Revenue in the first half of 2022 climbed 9.0% to GBP1.70 billion, compared to GBP1.56 billion in the same period in 2021. Pretax profit was up 2.5% to GBP53.7 million from GBP52.4 million.
Notably, its Fit Out division recorded a strong increase in revenue and profit. Revenue grew by 20% to GBP457 million, while profit increased by 10% to GBP21.2 million
Total secured workload as of June 30 amounted to GBP8.52 billion, up 2% from the same date a year before. This includes a construction secured order book that totals GBP4.68 billion, up 14% from the prior year, and a regeneration secured order book that amounts to GBP3.87 billion, down 9%.
On the back of this, Morgan Sindall announced a 33.0 pence dividend, up 10% from 30.0p the year prior.
Looking ahead, Morgan Sindall expects full year performance to be "slightly above" previous expectations. In February, the company upgraded its medium-term target for the Construction and Infrastructure divisions to revenue of GBP1 billion per year, having achieved GBP694 million and GBP826 million in 2021 respectively.
However, it also noted that inflationary pressures and supply chain issues are expected to continue through the second half of the year.
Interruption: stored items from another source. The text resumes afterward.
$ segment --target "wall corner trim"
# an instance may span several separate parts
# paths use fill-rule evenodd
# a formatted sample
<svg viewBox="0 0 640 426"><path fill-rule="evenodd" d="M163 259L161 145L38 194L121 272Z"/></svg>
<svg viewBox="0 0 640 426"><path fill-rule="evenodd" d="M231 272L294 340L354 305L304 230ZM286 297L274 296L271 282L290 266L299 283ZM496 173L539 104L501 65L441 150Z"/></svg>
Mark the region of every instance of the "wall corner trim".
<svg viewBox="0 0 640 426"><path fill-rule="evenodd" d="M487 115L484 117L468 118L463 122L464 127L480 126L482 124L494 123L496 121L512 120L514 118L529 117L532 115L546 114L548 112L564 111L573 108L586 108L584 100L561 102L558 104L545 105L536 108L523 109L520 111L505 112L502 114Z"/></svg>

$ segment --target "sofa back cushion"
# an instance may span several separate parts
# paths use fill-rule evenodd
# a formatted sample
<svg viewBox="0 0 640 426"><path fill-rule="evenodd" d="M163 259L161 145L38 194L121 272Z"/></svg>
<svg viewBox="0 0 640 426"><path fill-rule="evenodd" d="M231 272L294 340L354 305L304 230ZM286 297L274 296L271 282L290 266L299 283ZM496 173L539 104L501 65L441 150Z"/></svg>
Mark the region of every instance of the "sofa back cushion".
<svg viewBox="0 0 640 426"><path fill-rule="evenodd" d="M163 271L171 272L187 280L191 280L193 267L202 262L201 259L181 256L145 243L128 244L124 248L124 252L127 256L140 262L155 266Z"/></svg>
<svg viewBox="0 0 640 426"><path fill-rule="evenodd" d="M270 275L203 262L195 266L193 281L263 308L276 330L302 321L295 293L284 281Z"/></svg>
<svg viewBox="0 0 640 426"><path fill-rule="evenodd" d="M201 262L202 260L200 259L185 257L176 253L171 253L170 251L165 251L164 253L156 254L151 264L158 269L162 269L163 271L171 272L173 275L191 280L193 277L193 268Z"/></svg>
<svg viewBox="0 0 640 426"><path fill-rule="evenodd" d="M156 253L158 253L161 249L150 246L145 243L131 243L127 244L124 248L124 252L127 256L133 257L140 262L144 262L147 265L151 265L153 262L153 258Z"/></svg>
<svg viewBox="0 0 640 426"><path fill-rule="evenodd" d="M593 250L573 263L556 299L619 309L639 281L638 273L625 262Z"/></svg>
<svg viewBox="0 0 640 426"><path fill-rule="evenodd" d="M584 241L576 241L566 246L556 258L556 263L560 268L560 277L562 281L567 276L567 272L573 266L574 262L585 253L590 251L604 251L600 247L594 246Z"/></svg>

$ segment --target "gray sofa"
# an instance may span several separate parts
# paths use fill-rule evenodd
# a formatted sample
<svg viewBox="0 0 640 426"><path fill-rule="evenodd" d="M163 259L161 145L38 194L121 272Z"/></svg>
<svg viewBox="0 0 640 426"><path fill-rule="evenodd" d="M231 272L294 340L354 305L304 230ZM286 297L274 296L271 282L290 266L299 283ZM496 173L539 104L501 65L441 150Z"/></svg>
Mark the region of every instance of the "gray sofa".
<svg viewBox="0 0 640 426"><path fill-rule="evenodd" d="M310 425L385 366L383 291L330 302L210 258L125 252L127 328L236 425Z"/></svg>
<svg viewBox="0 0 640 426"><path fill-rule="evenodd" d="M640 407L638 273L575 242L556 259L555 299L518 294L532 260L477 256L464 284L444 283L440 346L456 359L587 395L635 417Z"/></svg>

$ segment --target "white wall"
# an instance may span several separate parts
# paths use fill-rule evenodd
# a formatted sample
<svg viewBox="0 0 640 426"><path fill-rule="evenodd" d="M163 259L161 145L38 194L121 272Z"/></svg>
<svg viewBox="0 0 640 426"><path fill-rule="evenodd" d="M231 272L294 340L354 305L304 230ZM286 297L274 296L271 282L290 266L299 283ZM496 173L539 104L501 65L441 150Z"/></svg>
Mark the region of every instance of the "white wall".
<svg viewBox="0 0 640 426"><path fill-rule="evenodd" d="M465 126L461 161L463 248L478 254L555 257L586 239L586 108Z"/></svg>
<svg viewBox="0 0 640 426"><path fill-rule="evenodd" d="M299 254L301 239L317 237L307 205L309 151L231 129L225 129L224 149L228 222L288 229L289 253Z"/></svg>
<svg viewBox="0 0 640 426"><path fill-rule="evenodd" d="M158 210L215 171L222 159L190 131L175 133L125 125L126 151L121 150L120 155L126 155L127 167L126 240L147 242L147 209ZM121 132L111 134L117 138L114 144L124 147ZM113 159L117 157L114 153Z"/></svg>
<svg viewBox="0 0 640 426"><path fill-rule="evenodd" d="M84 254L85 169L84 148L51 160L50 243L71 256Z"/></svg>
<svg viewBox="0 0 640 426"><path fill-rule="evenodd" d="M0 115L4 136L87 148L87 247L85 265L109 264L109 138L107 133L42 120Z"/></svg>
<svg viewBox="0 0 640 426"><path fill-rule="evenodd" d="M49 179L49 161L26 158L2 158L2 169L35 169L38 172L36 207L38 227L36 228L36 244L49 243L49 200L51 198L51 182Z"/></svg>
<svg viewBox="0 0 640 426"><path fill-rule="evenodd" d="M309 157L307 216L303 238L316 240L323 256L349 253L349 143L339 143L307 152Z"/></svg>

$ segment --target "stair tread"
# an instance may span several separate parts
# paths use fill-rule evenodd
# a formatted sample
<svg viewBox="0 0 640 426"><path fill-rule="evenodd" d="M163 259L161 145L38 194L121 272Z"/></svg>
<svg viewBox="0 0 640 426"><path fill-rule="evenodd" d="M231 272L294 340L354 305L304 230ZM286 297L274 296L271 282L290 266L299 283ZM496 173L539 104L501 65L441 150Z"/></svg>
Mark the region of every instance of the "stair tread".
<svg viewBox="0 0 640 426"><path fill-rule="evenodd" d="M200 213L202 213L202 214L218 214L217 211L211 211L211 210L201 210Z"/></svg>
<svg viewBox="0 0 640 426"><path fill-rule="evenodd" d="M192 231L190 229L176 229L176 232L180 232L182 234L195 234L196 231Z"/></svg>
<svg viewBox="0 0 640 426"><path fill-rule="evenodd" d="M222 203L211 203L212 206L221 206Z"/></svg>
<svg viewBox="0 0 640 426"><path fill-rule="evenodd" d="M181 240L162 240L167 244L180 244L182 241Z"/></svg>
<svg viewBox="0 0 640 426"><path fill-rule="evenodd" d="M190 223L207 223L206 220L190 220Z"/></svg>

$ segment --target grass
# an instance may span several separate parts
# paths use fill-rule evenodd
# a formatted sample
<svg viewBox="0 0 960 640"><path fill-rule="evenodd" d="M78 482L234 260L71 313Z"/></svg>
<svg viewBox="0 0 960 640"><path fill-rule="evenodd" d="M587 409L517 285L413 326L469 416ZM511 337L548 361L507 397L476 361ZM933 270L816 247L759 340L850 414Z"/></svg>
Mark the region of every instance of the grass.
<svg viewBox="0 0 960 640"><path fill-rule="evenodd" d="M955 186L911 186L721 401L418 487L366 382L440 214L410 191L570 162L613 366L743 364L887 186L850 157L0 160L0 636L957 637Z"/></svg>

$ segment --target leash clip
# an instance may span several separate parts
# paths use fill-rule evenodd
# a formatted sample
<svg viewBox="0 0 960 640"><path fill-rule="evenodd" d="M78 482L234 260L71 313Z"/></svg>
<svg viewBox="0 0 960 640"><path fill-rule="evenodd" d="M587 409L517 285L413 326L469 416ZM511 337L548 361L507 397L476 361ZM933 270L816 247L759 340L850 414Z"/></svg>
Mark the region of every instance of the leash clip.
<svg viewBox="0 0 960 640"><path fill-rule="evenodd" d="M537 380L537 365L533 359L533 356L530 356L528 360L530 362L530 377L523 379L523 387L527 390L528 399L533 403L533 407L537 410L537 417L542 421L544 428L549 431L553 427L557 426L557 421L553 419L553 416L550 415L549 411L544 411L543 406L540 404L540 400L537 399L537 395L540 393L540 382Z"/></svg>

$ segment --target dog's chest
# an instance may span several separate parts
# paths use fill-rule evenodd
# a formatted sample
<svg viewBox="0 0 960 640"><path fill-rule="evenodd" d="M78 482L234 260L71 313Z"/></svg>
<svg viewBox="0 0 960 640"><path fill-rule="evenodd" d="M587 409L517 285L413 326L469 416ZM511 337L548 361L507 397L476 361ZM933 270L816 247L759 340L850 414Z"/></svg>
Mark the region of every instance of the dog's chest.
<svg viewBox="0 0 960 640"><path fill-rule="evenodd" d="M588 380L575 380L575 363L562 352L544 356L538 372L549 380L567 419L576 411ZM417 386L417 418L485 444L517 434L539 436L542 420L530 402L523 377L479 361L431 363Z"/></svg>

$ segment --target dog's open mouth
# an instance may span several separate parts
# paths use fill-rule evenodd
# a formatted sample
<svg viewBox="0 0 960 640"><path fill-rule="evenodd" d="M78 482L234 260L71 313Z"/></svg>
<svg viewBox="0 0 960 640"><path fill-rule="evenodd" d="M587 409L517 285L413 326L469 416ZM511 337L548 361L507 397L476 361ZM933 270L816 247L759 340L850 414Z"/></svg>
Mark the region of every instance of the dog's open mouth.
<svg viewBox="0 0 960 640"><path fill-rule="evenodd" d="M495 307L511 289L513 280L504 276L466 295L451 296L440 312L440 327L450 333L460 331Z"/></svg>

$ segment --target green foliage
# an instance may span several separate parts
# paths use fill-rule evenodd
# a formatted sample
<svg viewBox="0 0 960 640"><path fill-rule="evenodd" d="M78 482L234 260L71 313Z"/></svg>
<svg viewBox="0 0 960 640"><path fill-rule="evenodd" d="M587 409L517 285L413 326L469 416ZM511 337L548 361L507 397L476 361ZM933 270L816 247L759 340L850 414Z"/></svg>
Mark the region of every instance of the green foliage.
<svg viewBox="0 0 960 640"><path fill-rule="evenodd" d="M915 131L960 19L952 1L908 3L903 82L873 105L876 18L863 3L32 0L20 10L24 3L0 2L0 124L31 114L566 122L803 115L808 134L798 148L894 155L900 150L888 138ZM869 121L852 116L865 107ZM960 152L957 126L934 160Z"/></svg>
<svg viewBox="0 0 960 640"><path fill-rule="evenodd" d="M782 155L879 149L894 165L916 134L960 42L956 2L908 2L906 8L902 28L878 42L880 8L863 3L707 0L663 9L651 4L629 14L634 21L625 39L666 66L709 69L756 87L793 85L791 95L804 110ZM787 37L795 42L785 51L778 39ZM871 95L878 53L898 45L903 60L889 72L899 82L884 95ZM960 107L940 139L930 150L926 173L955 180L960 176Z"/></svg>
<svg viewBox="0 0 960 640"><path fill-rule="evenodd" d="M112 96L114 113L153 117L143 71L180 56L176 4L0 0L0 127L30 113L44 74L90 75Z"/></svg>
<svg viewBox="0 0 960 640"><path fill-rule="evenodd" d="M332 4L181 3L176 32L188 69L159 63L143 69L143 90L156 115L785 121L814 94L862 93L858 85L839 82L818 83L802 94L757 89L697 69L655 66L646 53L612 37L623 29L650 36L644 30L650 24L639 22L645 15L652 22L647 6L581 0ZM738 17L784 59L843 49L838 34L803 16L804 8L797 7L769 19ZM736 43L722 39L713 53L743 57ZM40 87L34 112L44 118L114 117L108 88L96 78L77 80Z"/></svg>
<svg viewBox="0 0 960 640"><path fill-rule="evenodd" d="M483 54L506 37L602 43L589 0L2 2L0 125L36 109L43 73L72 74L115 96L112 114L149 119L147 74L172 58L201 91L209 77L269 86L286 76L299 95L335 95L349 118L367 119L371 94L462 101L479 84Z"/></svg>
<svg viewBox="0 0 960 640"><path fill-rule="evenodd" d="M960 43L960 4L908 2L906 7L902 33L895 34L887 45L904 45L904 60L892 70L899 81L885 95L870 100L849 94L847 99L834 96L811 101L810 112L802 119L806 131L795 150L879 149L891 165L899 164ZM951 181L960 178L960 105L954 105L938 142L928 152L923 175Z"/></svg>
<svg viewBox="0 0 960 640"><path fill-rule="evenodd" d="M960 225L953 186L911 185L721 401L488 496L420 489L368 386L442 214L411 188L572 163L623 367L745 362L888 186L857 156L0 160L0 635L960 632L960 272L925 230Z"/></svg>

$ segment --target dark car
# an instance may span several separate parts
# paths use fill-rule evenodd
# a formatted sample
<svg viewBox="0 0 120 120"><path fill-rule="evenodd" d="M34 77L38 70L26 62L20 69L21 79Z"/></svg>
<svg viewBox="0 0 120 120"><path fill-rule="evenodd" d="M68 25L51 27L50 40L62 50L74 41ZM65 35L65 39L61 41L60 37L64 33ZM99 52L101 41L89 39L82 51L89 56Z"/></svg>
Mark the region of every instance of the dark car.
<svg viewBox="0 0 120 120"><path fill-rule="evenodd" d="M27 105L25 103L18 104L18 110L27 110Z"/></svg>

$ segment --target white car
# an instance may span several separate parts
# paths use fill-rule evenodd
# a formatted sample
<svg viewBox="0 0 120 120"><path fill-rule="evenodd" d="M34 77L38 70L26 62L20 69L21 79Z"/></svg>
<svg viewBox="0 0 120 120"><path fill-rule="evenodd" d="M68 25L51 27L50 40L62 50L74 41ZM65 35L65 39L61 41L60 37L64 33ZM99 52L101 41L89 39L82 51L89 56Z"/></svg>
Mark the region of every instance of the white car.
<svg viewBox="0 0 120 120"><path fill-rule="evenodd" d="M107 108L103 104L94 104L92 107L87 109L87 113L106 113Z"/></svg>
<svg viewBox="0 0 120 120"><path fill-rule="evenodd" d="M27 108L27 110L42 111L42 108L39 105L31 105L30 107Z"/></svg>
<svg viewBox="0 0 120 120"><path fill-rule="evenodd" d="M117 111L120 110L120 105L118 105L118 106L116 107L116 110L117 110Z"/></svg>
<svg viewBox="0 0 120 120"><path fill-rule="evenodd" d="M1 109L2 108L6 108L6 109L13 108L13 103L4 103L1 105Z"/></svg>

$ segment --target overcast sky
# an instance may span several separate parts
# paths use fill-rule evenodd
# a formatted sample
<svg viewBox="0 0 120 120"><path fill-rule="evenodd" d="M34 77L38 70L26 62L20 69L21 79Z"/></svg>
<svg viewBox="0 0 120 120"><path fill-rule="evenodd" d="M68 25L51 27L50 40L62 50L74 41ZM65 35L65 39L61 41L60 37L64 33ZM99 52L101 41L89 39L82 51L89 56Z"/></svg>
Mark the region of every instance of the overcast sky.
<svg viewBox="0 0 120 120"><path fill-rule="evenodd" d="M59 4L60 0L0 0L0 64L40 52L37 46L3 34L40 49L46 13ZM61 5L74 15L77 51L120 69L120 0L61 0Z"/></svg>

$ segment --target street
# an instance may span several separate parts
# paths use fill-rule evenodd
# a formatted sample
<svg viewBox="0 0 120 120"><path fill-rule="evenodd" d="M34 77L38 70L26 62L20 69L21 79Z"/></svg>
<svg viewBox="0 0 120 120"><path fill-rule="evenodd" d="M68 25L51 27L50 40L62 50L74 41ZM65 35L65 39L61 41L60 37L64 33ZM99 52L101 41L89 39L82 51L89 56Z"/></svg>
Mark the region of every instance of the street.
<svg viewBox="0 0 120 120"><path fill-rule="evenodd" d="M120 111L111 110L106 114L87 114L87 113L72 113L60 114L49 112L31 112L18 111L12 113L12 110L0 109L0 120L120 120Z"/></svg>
Chief Executive Officer John Morgan said: "With the more challenging economic backdrop, our strong balance sheet including a substantial net cash position is critical to operating efficiently and effectively. It allows us to continue making the right decisions and to best position us in our markets, giving us competitive advantage for continued sustainable long-term growth."
Morgan Sindall shares were trading 0.6% lower at 1,970.00 pence each in London on Thursday morning.